The Big Bang Theory (TV Series)
The Cohabitation Experimentation (2016)
Jim Parsons: Sheldon Cooper
Photos
Quotes
-
Sheldon Cooper : Like an embassy in a foreign country, this seat is the sovereign soil of my bottom.
-
Sheldon Cooper : Enjoy having the place to yourselves.
Leonard Hofstadter : You enjoy your mission to boldly go where no man has gone before.
Sheldon Cooper : It's Penny's bedroom; plenty of men have gone before.
Penny Hofstadter : Now, now, there's no need to make this emotional.
-
Amy Farrah Fowler : Comfy?
Sheldon Cooper : [referring to Penny's bed] Oh, I'm just happy I don't know what this memory foam remembers.
-
Amy Farrah Fowler : Sheldon, I understand your apprehension, but let me appeal to the scientist in you.
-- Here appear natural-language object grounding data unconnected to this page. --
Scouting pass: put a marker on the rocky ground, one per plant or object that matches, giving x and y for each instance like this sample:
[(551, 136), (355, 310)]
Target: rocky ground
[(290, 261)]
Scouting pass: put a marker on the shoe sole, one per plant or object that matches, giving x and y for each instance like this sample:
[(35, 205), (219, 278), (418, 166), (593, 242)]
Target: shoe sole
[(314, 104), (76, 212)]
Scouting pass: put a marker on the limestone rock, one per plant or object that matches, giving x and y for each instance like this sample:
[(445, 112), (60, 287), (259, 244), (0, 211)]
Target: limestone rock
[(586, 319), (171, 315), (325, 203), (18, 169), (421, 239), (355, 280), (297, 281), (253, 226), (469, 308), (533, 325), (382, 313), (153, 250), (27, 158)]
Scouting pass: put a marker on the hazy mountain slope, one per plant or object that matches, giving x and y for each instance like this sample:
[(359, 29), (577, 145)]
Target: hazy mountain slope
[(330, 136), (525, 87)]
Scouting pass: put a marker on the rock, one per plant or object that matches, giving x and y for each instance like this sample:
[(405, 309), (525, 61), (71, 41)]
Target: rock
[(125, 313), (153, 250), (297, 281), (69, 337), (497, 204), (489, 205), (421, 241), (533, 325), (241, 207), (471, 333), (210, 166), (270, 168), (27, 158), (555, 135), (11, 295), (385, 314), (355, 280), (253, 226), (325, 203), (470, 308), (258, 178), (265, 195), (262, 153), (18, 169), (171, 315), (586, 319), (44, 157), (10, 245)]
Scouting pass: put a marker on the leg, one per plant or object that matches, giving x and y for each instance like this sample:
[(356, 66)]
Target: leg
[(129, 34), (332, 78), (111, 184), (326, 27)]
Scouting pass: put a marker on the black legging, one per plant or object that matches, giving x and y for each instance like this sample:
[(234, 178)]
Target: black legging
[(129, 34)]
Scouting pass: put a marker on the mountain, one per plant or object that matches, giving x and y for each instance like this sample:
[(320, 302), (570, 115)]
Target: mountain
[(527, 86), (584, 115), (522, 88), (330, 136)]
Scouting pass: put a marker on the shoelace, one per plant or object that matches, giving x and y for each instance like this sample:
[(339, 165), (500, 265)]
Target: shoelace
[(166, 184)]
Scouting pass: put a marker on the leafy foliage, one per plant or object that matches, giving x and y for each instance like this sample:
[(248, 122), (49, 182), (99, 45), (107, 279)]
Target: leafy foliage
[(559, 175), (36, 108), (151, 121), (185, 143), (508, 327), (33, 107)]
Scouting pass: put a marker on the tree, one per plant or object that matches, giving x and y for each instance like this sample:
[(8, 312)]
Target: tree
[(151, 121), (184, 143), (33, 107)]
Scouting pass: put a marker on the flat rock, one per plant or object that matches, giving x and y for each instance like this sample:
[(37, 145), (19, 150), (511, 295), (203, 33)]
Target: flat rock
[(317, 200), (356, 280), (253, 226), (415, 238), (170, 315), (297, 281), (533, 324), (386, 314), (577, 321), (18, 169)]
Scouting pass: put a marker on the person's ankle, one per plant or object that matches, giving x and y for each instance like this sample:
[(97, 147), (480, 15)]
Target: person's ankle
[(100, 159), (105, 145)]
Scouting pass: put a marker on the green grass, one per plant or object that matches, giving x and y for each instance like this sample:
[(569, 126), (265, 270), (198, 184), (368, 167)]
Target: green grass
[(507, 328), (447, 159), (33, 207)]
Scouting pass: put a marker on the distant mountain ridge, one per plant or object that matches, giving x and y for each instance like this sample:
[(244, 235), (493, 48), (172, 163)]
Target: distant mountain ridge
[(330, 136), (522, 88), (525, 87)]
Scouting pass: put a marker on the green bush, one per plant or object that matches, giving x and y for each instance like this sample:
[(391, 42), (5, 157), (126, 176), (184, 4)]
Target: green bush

Given the five-week end-date, isn't it the perfect opportunity to consider this an experiment and collect data on our compatibility?
Sheldon Cooper : Don't try luring me in with sexy talk.
Leonard Hofstadter : Okay, Star Trek the Original Series. The Starship Enterprise was on a five year mission to explore new worlds. Think of this as your personal five week mission to do the same.
Sheldon Cooper : Now, if you want to lure me in with sexy talk, that's how you do it.
[Leonard smiles smugly]
Penny Hofstadter : Don't be proud of that.
-
Sheldon Cooper : What if living together kills the romance?
Penny Hofstadter : OK; you guys had sex one whole time; nothing can put out a fire like that.
-
[last lines]
Sheldon Cooper : How dare you!
Amy Farrah Fowler : Oh, you heard me. Your experimental bone fides are laughable;
Sheldon Cooper : Whoa, now you're making fun of my bone fides!
Amy Farrah Fowler : Can't make fun of something that's a null set.
Penny Hofstadter : Feel like I should say 'damn',
Leonard Hofstadter : Do it.
Penny Hofstadter : Daaaaaamn!
Sheldon Cooper : Weh, if you are so protective of the scientific method, perhaps we should use the next five weeks to finish what we started!
Amy Farrah Fowler : Well, for science, maybe I will!
Sheldon Cooper : For science, maybe you should!
Amy Farrah Fowler : Fine!
Sheldon Cooper : Fine!
Amy Farrah Fowler : Good!
Sheldon Cooper : Great!
Amy Farrah Fowler : Do you want to go to our place and make out?
Sheldon Cooper : Does Stephen Hawking roll through the quad?
[they storm out]
Penny Hofstadter : The new neighbors are weird.
-
Sheldon Cooper : Yes. I accept this five-week mission to share a living space with my girlfriend.
Amy Farrah Fowler : Oh, this is so exciting!
Sheldon Cooper : Well, now don't be surprised if like Star Trek, it's canceled in three.
-
Sheldon Cooper : You know, historically, I don't do well with change.
Penny Hofstadter : Okay, it won't be that bad. We wouldn't even sit in your spot while you're gone.
Sheldon Cooper : You're darn right, you wouldn't. No matter where I am, this will always be my spot. Like an embassy in a foreign country, this seat is the sovereign soil of my bottom.
-
Amy Farrah Fowler : If you don't want to snuggle, fine, but we're not building a pillow wall.
Sheldon Cooper : But, uh, well uh, I am sorry; I am just worried that my sensitivity to temperature could make this a rough night. And no offence, but your bottom radiates enough heat I'm surprised there aren't iguanas lying on it.